Jimmy tapped his foot on the blacktop, looking all around like he expected to get in trouble for something. He popped the collar of his Mork vest and started blowing air out of his mouth. Since it was cold out, it looked like he was smoking, which is a classic move. We could hear two lunch ladies talking and looking at their watches. I could never figure out what old ladies like them had to talk about. Nothing, probably. Pretty soon the teacher would come out and we’d have to line up, in absolute silence, and march single-file back to the classroom.
“It was spooky in there, really spooky. Not to sound incredibly gay or anything, like Richard Simmons and Liberace licking each other’s balls—”
Jimmy stopped so I could laugh. He was one of the funniest guys in our grade.
“—but it felt like God was watching me. Like he was right there beside me, just hanging out or whatever.”
“Huh.” It didn’t sound gay, but it didn’t sound like Jimmy either.
“You ever get that feeling?” Jimmy asked.
“Yeah, sometimes I guess. At Midnight Mass on Christmas Eve, when the priest is wearing the fancy gold robes, holding up the monstrance, praying in Latin. The air’s all smoky from incense and the choir sounds really good and the pipe organ’s making those creepy noises like from a Vincent Price movie. I get pretty choked up.” I was almost ready to cry. I had to look away, at the girls playing hopscotch next to the dumpster.
“Ah, that’s different. You’re just getting a little high from the incense. Plus, they crank up the heater too much. I almost fainted last year.”
We laughed. You could tell Jimmy was just saying this to make me forget how I was about to cry.
“Better hurry up and finish the story. Sr. Constance’ll be out in a sec.”
“Yeah, so, I walked real slow back to the sacristy. Didn’t want to make a sound. I don’t know why, but I just didn’t. I went up the altar, turned right, down the padded steps, and stopped by the table where they keep the water and wine. The door was closed. Before I could grab the knob and open it, I heard something. I put my ear to the door and could tell it was Fr. Pinterbone. He sounded funny, like he was exercising or something.”
I had no idea where the story was going, but I felt like throwing up.
“I opened the door real slow, just an inch. Fr. Pinterbone was standing sort of around the corner kissing some woman.”
“Bullshit.”
“Really, he was. I’m not lying.”
I inspected his face closely.
“Scout’s honor.” Jimmy held up three fingers, the scout’s salute.
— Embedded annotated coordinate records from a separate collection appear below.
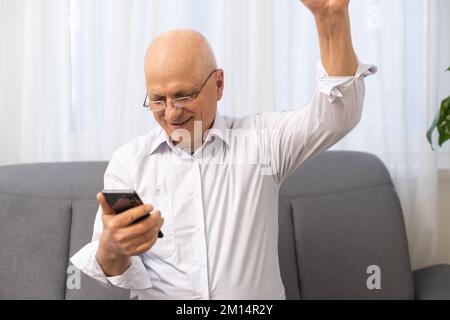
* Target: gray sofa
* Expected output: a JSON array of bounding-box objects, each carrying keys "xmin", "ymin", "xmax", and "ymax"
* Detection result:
[{"xmin": 0, "ymin": 152, "xmax": 450, "ymax": 299}]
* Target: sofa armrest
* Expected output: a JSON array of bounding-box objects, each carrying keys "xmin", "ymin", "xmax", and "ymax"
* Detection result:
[{"xmin": 414, "ymin": 265, "xmax": 450, "ymax": 300}]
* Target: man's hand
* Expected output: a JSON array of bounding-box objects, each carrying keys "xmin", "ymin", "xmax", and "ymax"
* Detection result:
[
  {"xmin": 301, "ymin": 0, "xmax": 358, "ymax": 76},
  {"xmin": 301, "ymin": 0, "xmax": 350, "ymax": 16},
  {"xmin": 96, "ymin": 193, "xmax": 164, "ymax": 276}
]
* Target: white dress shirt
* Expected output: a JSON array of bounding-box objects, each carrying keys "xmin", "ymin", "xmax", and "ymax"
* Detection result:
[{"xmin": 71, "ymin": 62, "xmax": 376, "ymax": 299}]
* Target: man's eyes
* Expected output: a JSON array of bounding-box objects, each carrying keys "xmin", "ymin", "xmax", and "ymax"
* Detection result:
[{"xmin": 151, "ymin": 93, "xmax": 194, "ymax": 102}]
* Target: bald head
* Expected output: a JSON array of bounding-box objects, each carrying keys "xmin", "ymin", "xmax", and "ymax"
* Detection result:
[
  {"xmin": 145, "ymin": 30, "xmax": 224, "ymax": 151},
  {"xmin": 145, "ymin": 29, "xmax": 217, "ymax": 83}
]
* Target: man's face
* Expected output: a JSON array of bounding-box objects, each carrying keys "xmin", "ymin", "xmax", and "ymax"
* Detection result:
[{"xmin": 147, "ymin": 69, "xmax": 223, "ymax": 149}]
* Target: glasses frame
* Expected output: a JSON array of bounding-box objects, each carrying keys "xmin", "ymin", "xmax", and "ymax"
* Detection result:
[{"xmin": 142, "ymin": 69, "xmax": 220, "ymax": 112}]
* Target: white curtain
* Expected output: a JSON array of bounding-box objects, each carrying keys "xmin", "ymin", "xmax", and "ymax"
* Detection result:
[{"xmin": 0, "ymin": 0, "xmax": 450, "ymax": 268}]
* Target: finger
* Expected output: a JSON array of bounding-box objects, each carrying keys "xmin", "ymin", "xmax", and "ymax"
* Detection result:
[
  {"xmin": 97, "ymin": 192, "xmax": 115, "ymax": 215},
  {"xmin": 124, "ymin": 228, "xmax": 158, "ymax": 256},
  {"xmin": 115, "ymin": 204, "xmax": 153, "ymax": 228}
]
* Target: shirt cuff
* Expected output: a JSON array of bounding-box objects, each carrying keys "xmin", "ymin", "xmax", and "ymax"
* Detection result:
[
  {"xmin": 317, "ymin": 60, "xmax": 378, "ymax": 103},
  {"xmin": 70, "ymin": 241, "xmax": 152, "ymax": 290}
]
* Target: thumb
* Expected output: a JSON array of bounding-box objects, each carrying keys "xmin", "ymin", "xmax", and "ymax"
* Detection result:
[{"xmin": 97, "ymin": 192, "xmax": 114, "ymax": 216}]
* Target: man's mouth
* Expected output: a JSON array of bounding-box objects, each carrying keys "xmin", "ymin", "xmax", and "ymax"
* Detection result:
[{"xmin": 170, "ymin": 117, "xmax": 193, "ymax": 128}]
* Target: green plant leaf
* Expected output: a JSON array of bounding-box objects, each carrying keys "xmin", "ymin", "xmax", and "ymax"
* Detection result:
[{"xmin": 437, "ymin": 97, "xmax": 450, "ymax": 147}]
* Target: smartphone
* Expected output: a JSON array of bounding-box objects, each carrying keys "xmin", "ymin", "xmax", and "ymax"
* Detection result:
[{"xmin": 102, "ymin": 190, "xmax": 164, "ymax": 238}]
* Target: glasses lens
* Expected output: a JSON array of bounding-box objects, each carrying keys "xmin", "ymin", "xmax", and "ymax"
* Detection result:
[{"xmin": 150, "ymin": 102, "xmax": 165, "ymax": 112}]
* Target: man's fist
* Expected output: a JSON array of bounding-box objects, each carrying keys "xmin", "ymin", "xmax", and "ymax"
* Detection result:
[{"xmin": 301, "ymin": 0, "xmax": 350, "ymax": 15}]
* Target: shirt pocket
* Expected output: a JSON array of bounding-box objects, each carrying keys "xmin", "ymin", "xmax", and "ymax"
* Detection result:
[{"xmin": 141, "ymin": 189, "xmax": 176, "ymax": 259}]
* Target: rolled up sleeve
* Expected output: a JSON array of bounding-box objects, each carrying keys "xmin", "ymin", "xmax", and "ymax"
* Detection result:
[{"xmin": 258, "ymin": 61, "xmax": 377, "ymax": 184}]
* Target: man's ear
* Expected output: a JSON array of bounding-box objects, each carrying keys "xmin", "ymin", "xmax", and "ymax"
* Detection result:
[{"xmin": 216, "ymin": 69, "xmax": 225, "ymax": 101}]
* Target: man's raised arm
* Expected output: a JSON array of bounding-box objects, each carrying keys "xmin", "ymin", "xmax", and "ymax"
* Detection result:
[{"xmin": 302, "ymin": 0, "xmax": 358, "ymax": 77}]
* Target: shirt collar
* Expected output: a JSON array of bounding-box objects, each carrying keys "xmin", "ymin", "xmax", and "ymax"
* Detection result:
[{"xmin": 149, "ymin": 112, "xmax": 230, "ymax": 155}]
Jimmy was telling the truth. Not because of the salute—he got kicked out of scouts for peeing on John Denslow’s sleeping bag—but I could tell.
“Who was it?”
He shrugged. “Ida’no. But his hands were all over her.”
“What’d you do?”
“Shut the door, backed up, got the hell out of there.”
No one said anything for a few seconds. Jimmy inhaled through his nose as hard as he could, to make the snot go back up into his head. He also pulled up his pants, which made me think of how Sr. Constance was always grabbing the lapels of her pale-gray vest and covering her breasts. They were really big and floppy, which was pretty obvious even in her baggy nun outfit. No one ever talked about this, but you could feel all the boys watching her. The girls, too. Sr. Constance was old and mean and nobody wanted to think about her breasts, but it was almost impossible not to.
“But he’s a priest,” I said. “How could a priest make out with a woman?”
“Know something, Charlie? You’re pretty naive for a sixth-grader.” He pronounced it nave.
“No I’m not.”
“Are too. Priests do that kinda stuff all the time. Sheez, don’t you know anything?”
“But they take vows, stupid.”
“Yeah and they break them. Stupid. Look, a grown man just can’t keep it in his pants, no matter who he is. Even if he wears a dog collar. Everybody knows that.”
“No they don’t. They’d fire him.”
“Look, Delaney.” Jimmy put his arm around my shoulder. “They’re just glad he’s not porkin’ one of us.”
Sr. Constance clapped three times, a lot louder than you’d think, and playtime was over.